Thursday, July 02, 2020

Pierre Chapelon est l'auteur de Saint-Etienne pittoresque, publié en 1924, illustré de 800 dessins au fusain. Trois grandes parties composent son livre: Histoire, Vieilles moeurs et coutumes, et La ville et ses industries. Ses deux premiers chapitres, intitulés "Salut au furan gaulois" et " Légendes précédant l'histoire" sont illustrés d'une vingtaine de dessins, inspirés pour nombre d'entre eux par La Légende des Gagats d'Auguste Callet.

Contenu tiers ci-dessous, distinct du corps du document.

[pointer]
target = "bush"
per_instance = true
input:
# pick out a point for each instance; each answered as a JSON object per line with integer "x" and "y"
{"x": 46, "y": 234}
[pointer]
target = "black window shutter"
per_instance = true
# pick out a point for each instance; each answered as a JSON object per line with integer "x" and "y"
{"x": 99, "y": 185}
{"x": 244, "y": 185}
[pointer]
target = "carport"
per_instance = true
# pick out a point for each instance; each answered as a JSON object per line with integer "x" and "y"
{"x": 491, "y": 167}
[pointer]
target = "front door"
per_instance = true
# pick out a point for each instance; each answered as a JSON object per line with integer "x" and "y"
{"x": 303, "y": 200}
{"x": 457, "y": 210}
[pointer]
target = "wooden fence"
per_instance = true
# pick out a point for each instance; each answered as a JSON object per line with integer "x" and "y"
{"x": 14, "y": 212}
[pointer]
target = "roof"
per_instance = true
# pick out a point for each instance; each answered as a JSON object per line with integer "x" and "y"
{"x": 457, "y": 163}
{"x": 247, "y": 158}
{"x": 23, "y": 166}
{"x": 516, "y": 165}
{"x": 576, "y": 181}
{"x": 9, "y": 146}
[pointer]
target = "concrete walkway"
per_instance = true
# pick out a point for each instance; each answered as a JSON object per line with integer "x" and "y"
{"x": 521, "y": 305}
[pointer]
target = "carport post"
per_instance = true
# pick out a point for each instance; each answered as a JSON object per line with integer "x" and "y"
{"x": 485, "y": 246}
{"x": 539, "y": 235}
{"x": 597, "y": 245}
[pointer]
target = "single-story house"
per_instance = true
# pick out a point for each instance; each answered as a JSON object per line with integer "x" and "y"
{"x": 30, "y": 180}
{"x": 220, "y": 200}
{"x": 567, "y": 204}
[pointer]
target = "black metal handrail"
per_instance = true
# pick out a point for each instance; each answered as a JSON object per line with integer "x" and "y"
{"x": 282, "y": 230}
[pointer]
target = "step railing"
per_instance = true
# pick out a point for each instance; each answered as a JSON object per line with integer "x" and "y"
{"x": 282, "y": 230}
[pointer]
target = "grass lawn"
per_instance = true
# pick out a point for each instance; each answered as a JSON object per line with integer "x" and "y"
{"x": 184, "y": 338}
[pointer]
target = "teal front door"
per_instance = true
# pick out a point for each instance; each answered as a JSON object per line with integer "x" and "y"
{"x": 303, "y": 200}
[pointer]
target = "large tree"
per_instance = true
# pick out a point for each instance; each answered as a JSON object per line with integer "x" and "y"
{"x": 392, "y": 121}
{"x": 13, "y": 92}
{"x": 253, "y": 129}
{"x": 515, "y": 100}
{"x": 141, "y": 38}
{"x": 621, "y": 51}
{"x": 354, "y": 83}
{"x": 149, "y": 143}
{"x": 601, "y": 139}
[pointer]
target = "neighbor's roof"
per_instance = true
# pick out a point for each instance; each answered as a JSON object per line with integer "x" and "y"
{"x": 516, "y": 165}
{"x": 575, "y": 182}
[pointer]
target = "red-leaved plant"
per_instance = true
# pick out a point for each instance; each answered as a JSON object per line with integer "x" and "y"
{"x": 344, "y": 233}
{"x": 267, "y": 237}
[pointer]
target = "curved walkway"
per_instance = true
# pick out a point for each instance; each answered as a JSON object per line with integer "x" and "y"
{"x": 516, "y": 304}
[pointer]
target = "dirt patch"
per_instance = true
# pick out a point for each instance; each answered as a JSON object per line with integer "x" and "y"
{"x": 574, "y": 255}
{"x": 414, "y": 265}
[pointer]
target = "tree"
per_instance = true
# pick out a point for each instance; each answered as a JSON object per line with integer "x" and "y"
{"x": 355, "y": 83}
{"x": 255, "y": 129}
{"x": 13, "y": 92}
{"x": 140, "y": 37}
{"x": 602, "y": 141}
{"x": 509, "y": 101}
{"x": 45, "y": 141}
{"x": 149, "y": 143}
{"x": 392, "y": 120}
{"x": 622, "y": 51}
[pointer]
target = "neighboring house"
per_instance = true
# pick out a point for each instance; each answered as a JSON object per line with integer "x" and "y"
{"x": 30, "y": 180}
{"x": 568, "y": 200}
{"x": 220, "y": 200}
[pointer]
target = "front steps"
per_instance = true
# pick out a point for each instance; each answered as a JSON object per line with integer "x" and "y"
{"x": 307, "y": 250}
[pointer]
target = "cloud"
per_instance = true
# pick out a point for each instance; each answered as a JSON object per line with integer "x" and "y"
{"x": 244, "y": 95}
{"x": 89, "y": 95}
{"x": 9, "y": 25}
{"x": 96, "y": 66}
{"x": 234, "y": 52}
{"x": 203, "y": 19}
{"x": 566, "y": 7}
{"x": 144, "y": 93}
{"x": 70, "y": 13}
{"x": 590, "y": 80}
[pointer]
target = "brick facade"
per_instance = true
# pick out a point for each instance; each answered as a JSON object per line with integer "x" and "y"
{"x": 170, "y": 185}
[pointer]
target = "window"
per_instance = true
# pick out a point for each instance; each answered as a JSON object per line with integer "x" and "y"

Ils ont trait aux Métallurges. Les autres dessins, que nous ne reproduisons pas, illustrent des épisodes tout aussi douteux: la foudre détruisant un temple de Jupiter, les Goths envahissant Furania, le roi Dagobert venant se faire forger une épée, l'invasion des sarrasins, etc.

 

" A ton murmure le poète accordera sa lyre, tu lui donneras l'inspiration; à  ta sortie du Gouffre, le forgeur d'épée te norcira comme le Styx, tu tremperas sa lame et la rendras invincible..." Pierre Chapelon

 

Quelques mots sur Auguste Callet

 

Charles Callet dans son ouvrage Un oublié du XIXe siècle, Auguste Callet : histoire littéraire : notes et souvenirs (1909) nous apprend que Pierre-Auguste Callet est né à  Saint-Etienne le 27 octobre 1812.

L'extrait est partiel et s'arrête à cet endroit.